L’Autorité organisatrice de l’énergie (AOEn) a été créée en 2013 par la communauté urbaine, qu’a-t-elle réalisé ?
Un bilan des infrastructures existantes, une étude prospective en matière de recommandations pour les énergies renouvelables et celle-ci a débouché sur notre schéma directeur des énergies renouvelables.

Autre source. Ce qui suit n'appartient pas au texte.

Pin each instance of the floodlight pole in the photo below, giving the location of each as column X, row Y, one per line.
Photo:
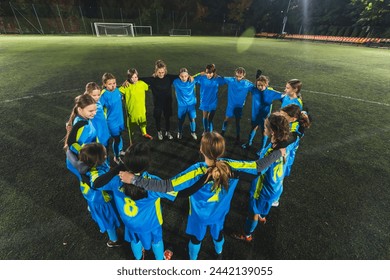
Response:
column 285, row 17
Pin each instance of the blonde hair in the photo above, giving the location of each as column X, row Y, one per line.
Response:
column 212, row 146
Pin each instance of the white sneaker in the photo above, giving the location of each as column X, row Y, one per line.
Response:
column 168, row 135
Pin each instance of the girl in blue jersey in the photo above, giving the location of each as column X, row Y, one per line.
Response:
column 186, row 102
column 210, row 201
column 161, row 85
column 99, row 121
column 140, row 210
column 111, row 100
column 238, row 88
column 267, row 187
column 79, row 128
column 209, row 85
column 262, row 98
column 292, row 93
column 299, row 121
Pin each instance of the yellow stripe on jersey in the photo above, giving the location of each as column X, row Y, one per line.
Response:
column 215, row 197
column 94, row 174
column 158, row 210
column 294, row 126
column 188, row 176
column 242, row 164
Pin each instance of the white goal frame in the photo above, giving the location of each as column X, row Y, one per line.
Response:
column 143, row 27
column 180, row 32
column 128, row 28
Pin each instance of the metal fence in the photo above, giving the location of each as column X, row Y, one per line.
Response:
column 17, row 18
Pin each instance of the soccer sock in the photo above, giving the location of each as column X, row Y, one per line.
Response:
column 205, row 122
column 158, row 250
column 251, row 136
column 250, row 226
column 193, row 250
column 143, row 129
column 137, row 249
column 224, row 126
column 112, row 235
column 218, row 245
column 193, row 126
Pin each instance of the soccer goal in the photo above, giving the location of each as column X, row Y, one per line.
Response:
column 143, row 30
column 113, row 29
column 180, row 32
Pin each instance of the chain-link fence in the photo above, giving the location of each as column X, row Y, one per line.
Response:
column 17, row 18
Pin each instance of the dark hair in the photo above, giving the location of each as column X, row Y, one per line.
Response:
column 93, row 154
column 130, row 74
column 80, row 101
column 279, row 125
column 212, row 145
column 294, row 111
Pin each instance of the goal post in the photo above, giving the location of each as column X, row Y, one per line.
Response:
column 113, row 29
column 143, row 30
column 180, row 32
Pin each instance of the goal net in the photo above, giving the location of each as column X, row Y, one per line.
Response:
column 143, row 30
column 180, row 32
column 114, row 29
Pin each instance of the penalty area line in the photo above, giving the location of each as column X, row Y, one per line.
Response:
column 40, row 94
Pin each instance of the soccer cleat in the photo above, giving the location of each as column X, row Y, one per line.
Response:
column 168, row 135
column 168, row 254
column 148, row 136
column 243, row 237
column 112, row 244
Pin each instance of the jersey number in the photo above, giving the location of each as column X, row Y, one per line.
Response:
column 130, row 208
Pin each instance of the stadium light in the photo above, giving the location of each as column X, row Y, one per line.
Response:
column 285, row 17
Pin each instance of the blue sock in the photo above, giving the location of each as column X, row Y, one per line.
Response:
column 205, row 122
column 251, row 136
column 112, row 235
column 158, row 250
column 224, row 126
column 193, row 250
column 218, row 245
column 193, row 127
column 137, row 249
column 250, row 226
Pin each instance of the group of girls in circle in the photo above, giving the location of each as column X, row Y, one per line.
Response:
column 127, row 195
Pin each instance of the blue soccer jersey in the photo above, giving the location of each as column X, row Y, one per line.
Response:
column 209, row 207
column 100, row 124
column 209, row 92
column 267, row 187
column 99, row 202
column 237, row 91
column 112, row 106
column 286, row 100
column 141, row 217
column 185, row 92
column 83, row 132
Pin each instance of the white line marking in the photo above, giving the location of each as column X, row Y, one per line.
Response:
column 40, row 94
column 343, row 96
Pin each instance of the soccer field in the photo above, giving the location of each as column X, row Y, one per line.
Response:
column 334, row 204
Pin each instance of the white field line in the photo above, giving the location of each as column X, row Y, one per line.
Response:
column 343, row 96
column 40, row 94
column 311, row 91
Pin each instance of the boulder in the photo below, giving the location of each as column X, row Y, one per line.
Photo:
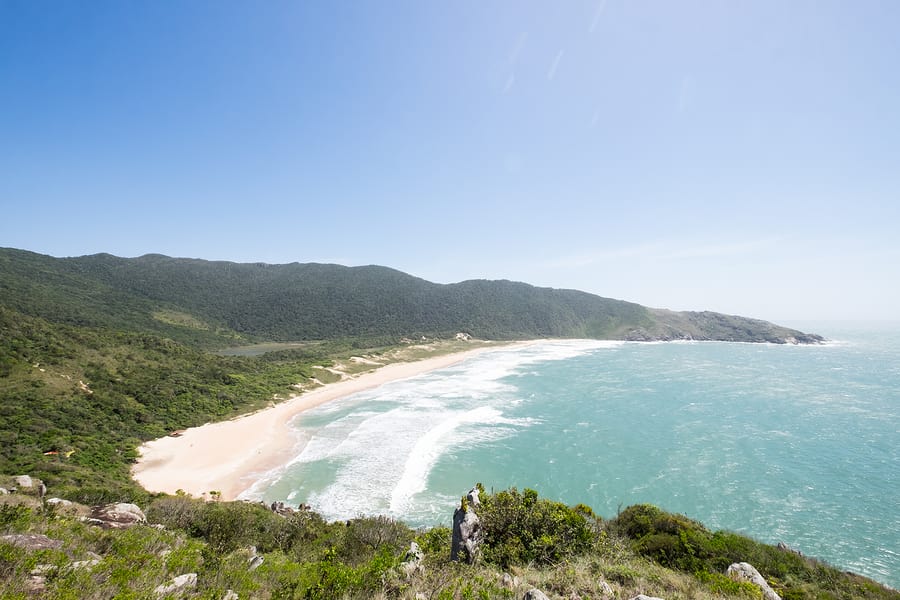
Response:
column 117, row 516
column 178, row 585
column 467, row 533
column 509, row 582
column 24, row 481
column 31, row 541
column 605, row 591
column 36, row 585
column 412, row 563
column 747, row 572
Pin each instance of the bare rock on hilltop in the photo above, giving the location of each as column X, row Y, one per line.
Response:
column 117, row 516
column 747, row 572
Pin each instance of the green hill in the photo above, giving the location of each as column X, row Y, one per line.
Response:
column 100, row 353
column 216, row 303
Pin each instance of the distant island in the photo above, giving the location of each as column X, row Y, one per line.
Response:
column 99, row 355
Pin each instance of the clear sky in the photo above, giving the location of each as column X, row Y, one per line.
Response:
column 735, row 156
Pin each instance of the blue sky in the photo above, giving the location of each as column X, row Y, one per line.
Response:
column 742, row 157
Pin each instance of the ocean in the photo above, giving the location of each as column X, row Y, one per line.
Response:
column 799, row 444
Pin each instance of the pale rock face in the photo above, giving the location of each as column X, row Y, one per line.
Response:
column 117, row 516
column 466, row 534
column 606, row 591
column 747, row 572
column 24, row 481
column 509, row 582
column 178, row 585
column 32, row 541
column 472, row 498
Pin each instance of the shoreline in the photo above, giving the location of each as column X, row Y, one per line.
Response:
column 228, row 456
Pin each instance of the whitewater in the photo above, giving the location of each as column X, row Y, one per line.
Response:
column 799, row 444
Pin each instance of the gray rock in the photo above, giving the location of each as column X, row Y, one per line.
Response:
column 117, row 516
column 605, row 591
column 36, row 585
column 466, row 534
column 32, row 541
column 24, row 481
column 509, row 582
column 85, row 564
column 472, row 498
column 178, row 585
column 747, row 572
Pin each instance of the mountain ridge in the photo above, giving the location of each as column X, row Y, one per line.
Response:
column 306, row 301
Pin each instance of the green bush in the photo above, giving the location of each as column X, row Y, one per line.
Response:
column 520, row 528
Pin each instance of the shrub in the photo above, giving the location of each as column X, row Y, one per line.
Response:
column 520, row 528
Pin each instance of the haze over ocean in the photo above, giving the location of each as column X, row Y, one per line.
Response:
column 799, row 444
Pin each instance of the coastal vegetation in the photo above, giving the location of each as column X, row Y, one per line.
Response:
column 99, row 354
column 219, row 304
column 250, row 551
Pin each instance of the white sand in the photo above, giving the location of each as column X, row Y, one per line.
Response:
column 228, row 456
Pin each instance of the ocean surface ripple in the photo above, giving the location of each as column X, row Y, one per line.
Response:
column 799, row 444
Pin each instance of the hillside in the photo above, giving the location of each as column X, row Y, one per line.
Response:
column 100, row 353
column 216, row 304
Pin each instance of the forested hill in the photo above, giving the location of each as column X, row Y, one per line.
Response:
column 215, row 303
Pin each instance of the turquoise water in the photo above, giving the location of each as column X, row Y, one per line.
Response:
column 799, row 444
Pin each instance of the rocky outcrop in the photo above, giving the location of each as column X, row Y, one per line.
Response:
column 31, row 541
column 467, row 531
column 509, row 582
column 606, row 592
column 24, row 482
column 116, row 516
column 178, row 585
column 747, row 572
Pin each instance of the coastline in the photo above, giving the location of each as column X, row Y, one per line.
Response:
column 227, row 456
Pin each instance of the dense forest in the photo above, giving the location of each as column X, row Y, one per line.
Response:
column 99, row 353
column 222, row 303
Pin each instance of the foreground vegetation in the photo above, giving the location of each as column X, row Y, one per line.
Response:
column 99, row 354
column 250, row 551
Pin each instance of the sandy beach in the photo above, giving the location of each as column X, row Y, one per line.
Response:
column 228, row 456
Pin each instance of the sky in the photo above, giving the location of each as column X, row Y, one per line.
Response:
column 735, row 156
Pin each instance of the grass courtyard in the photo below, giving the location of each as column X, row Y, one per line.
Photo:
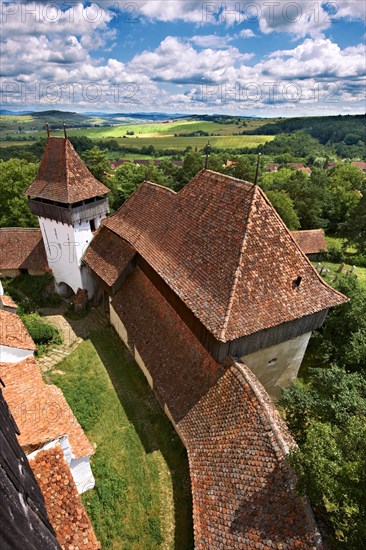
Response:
column 142, row 496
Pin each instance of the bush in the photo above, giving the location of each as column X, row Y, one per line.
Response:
column 32, row 292
column 359, row 260
column 41, row 332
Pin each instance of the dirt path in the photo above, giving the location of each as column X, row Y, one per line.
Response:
column 74, row 332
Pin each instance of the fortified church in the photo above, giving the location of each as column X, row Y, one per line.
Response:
column 216, row 301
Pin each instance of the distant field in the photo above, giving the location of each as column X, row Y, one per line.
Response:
column 159, row 134
column 171, row 142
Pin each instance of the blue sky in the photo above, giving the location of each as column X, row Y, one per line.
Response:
column 263, row 58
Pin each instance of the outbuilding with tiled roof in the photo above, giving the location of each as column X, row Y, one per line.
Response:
column 311, row 241
column 22, row 250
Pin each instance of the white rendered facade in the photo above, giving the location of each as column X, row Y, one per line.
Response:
column 65, row 245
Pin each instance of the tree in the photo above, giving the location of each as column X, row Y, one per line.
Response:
column 327, row 418
column 285, row 208
column 15, row 176
column 129, row 176
column 96, row 160
column 331, row 469
column 343, row 337
column 355, row 228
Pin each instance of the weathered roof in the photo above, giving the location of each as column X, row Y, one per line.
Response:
column 8, row 301
column 22, row 248
column 242, row 487
column 40, row 410
column 108, row 255
column 222, row 248
column 181, row 368
column 23, row 521
column 63, row 503
column 13, row 332
column 63, row 176
column 310, row 241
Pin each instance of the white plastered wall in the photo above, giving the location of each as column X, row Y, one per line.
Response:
column 278, row 365
column 65, row 246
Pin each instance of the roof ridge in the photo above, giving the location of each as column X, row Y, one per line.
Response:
column 323, row 282
column 308, row 230
column 66, row 141
column 238, row 268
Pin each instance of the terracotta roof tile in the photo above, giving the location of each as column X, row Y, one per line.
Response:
column 22, row 248
column 64, row 506
column 310, row 241
column 63, row 176
column 40, row 410
column 242, row 486
column 13, row 332
column 108, row 255
column 222, row 248
column 8, row 301
column 180, row 366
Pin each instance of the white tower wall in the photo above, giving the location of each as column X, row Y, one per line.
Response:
column 65, row 245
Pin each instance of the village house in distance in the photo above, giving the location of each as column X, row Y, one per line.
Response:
column 216, row 301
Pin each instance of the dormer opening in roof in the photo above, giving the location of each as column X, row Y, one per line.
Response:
column 70, row 204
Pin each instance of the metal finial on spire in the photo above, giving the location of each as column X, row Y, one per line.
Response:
column 257, row 170
column 208, row 148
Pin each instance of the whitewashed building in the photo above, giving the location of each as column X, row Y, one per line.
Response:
column 70, row 204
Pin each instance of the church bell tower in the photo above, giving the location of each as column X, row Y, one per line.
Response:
column 70, row 204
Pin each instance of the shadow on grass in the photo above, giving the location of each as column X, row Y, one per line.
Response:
column 152, row 426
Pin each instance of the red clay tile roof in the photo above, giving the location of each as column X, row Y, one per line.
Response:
column 310, row 241
column 22, row 248
column 242, row 486
column 63, row 176
column 40, row 410
column 243, row 489
column 8, row 301
column 222, row 248
column 64, row 506
column 300, row 167
column 108, row 255
column 180, row 366
column 13, row 332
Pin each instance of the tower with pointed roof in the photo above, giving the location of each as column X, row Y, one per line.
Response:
column 70, row 204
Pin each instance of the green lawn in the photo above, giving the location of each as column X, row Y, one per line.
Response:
column 142, row 496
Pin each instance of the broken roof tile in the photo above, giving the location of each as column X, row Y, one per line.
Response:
column 64, row 506
column 13, row 333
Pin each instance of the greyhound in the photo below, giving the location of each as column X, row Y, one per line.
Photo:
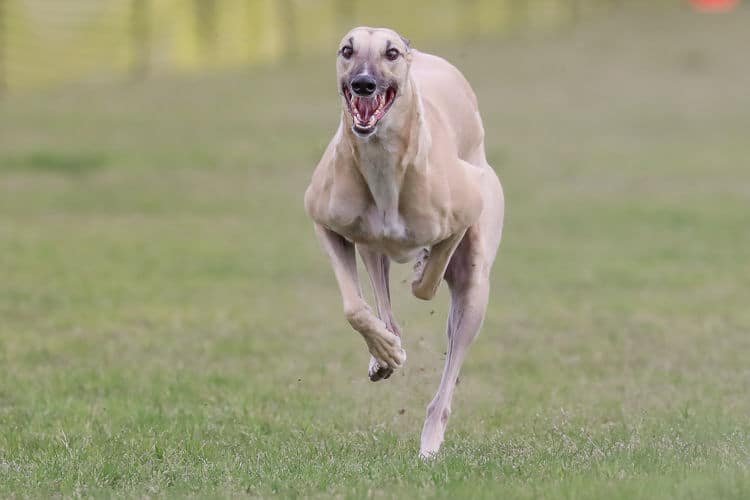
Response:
column 405, row 178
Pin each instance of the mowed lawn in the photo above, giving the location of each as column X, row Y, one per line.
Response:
column 170, row 327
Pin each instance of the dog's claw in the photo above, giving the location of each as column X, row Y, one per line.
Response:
column 377, row 372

Quels sont les projets majeurs en matières d’énergies renouvelables ?
L’AOEn a défini un axe prioritaire que sont les réseaux de chaleur. C’est le système qui existe sur le Mirail. Nous récupérons la chaleur issue de l’incinération des ordures pour assurer le chauffage et l’eau chaude sanitaire de tous les quartiers du Mirail. On a déjà 22 km de canalisation et nous souhaitons étendre ce réseau sur d’autres quartiers car c’est une énergie moins chère pour le consommateur. A Toulouse aussi nous travaillons sur un projet de récupération de chaleur sur l’usine de traitement des eaux usées de la ville pour alimenter le quartier des Izards. Nous avons aussi un projet de valorisation de la chaleur issu de supers calculateurs utilisés par Météo France sur la ZAC de Montaudran. Dans cinq à six ans on va réussir à améliorer notre performance, l’objectif étant de doubler la production sur le territoire à horizon 2020. Nous restons très modeste car ce sont des investissements très importants.
Propos recueillis par Aurélie de Varax

Sur la photo : Elisabeth Toutut-Picard, présidente de la Commission environnement de Toulouse Métropole lors du Congrès Amorce à Toulouse. Photo Bernard Aïach- Mairie de Toulouse.

Chiffres clés de la loi de transition énergétique :

  • Réduire les émissions de gaz à effet de serre de 40% entre 1990 et 2030 et les diviser par quatre à l’horizon 2050 (facteur 4) ;
  • Réduire la consommation énergétique finale de 50 % en 2050 par rapport à 2012 et porter le rythme annuel de baisse de l’intensité énergétique finale à 2,5 % d’ici à 2030 ;
  • Réduire la consommation d’énergies fossiles de 30 % en 2030 par rapport à 2012
  • Porter la part des énergies renouvelables à 23% de notre consommation énergétique finale brute d’énergie en 2020 et à 32 % en 2030 ; - Porter la part du nucléaire à 50% dans la production d’électricité à l’horizon 2025.